As stated earlier, the only plea made before us is on sentence, which we were urged to reduce to such level that the appellant leaves prison at once. The appellant, who appeared in person, stated that he had two children of his late sister who were left in his custody and care, but did not know their whereabouts after his incarceration. He had also contracted HIV in prison, although he had no medical documents to show for it.

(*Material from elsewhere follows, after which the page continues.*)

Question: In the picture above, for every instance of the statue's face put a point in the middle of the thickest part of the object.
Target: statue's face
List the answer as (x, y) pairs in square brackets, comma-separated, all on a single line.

In response to those submissions, Ms. Jacinta Nyamosi, (ADPP), for the State, submitted that the appeal did not lie before this Court by dint of Section 361 of the Criminal Procedure Code. The sentence was also a legal one and the High Court had considered it before dismissing the appeal and confirming it. As for the claim of being HIV positive, Ms. Nyamosi submitted that this was being raised for the first time and could not affect the validity of the sentence.

Ms. Nyamosi is, of course, right about the jurisdiction of this Court on second appeal. Section 361 (1) states as follows:-

“ A party to an appeal from a subordinate court may, subject to subsection (8), appeal against a decision of the High Court in its appellate jurisdiction on a matter of law, and the Court of Appeal shall not hear an appeal under this section –

On a matter of fact, and severity of sentence is a matter of fact; or

Against sentence, except where a sentence has been enhanced by the High Court, unless the subordinate court had no power under section 7 to pass that sentence.”

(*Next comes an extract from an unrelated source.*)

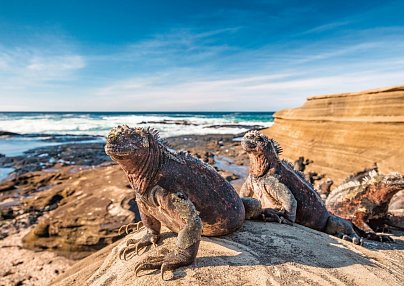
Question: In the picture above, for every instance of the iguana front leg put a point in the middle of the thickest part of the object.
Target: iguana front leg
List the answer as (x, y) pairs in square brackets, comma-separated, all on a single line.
[(253, 207), (179, 206), (151, 237), (274, 190)]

The offence of sexual assault for which the appellant was convicted is punishable under Section 5 (2) of the Sexual Offences Act which states as follows:-

“ A person guilty of an offence under this section is liable upon conviction to imprisonment for a term of not less than ten years but which may be enhanced to imprisonment for life.”

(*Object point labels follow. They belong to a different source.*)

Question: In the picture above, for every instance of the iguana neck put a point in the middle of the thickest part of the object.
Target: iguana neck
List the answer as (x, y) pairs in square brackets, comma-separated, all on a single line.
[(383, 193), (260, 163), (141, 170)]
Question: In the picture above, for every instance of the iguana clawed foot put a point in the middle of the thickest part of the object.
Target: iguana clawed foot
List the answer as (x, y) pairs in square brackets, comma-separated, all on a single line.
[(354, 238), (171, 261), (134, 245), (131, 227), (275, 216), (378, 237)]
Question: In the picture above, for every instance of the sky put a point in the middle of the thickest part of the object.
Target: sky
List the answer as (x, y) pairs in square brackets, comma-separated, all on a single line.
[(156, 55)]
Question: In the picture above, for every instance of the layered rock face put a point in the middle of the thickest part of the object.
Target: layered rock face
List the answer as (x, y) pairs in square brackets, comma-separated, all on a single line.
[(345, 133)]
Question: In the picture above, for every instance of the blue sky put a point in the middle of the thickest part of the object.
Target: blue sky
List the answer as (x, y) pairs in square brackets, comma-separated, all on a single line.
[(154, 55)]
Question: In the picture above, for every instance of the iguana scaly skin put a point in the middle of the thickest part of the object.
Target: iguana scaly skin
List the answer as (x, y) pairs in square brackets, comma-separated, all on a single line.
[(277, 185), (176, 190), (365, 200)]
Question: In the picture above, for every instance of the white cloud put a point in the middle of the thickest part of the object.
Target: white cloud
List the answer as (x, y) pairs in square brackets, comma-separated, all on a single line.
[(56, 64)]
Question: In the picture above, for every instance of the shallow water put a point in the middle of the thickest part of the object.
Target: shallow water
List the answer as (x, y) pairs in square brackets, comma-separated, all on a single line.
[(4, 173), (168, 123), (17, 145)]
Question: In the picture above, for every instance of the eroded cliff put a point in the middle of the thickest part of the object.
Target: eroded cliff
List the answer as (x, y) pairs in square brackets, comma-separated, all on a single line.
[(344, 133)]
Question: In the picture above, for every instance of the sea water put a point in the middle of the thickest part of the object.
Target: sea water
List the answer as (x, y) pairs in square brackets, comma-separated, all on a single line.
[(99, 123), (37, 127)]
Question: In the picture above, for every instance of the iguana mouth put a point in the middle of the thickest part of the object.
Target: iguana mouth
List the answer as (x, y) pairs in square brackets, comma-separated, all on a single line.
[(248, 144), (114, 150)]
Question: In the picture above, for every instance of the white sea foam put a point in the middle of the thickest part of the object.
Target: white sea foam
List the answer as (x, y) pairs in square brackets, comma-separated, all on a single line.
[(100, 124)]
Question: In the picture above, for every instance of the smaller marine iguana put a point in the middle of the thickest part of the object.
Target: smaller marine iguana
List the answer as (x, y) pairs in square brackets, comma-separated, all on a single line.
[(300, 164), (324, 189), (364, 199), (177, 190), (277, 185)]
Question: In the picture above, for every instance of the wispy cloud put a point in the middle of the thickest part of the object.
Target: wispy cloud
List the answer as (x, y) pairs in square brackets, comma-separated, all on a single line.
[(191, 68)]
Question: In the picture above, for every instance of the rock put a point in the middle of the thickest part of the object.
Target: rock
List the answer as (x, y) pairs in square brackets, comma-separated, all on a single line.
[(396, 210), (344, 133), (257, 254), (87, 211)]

There is thus a minimum sentence of 10 years imprisonment on which the Court has no discretion. The only discretion is on whether the term of imprisonment shall be enhanced to life imprisonment. Like all discretions exercisable by the Court, such discretion must be judicious and cannot be based on whim or caprice. The trial magistrate recorded the appellant’s antecedents in mitigation before considering the appropriate sentence and determined that 20 years would serve the ends of justice. The High Court re-examined the sentence and determined that there was no error made in principle by the trial court. That would have been the end of the matter as this Court has no jurisdiction to consider the sentence except where the legality of it is in issue, which it is not in this matter.

We have considered the appellant’s submissions and find no reason to disturb the sentence meted out to him. The fact that he has contracted some disease in prison is regrettable but is not an automatic licence for his release. We believe the prison authorities will make arrangements to ensure that the appellant’s medical condition is appropriately managed. The Constitution in Article 51 declares in no uncertain terms that a person imprisoned under the law retains all the rights and fundamental freedoms in the Bill of Rights. Also, the Constitution in Article 133 and Parliament in the Power of Mercy Act, No. 21 of 2011 have created an avenue for the exercise of mercy by the President, in deserving cases. In our view, the appellant is not without recourse to the law.

In the result, this appeal has no merit and is dismissed. We so order.

Dated and delivered at Nairobi this 30th day of May, 2014.

P.N. WAKI

JUGE OF APPEAL


R.N. NAMBUYE

JUDGE OF APPEAL


P.O. KIAGE

JUDGE OF APPEAL

I certify that this is a true copy of the original.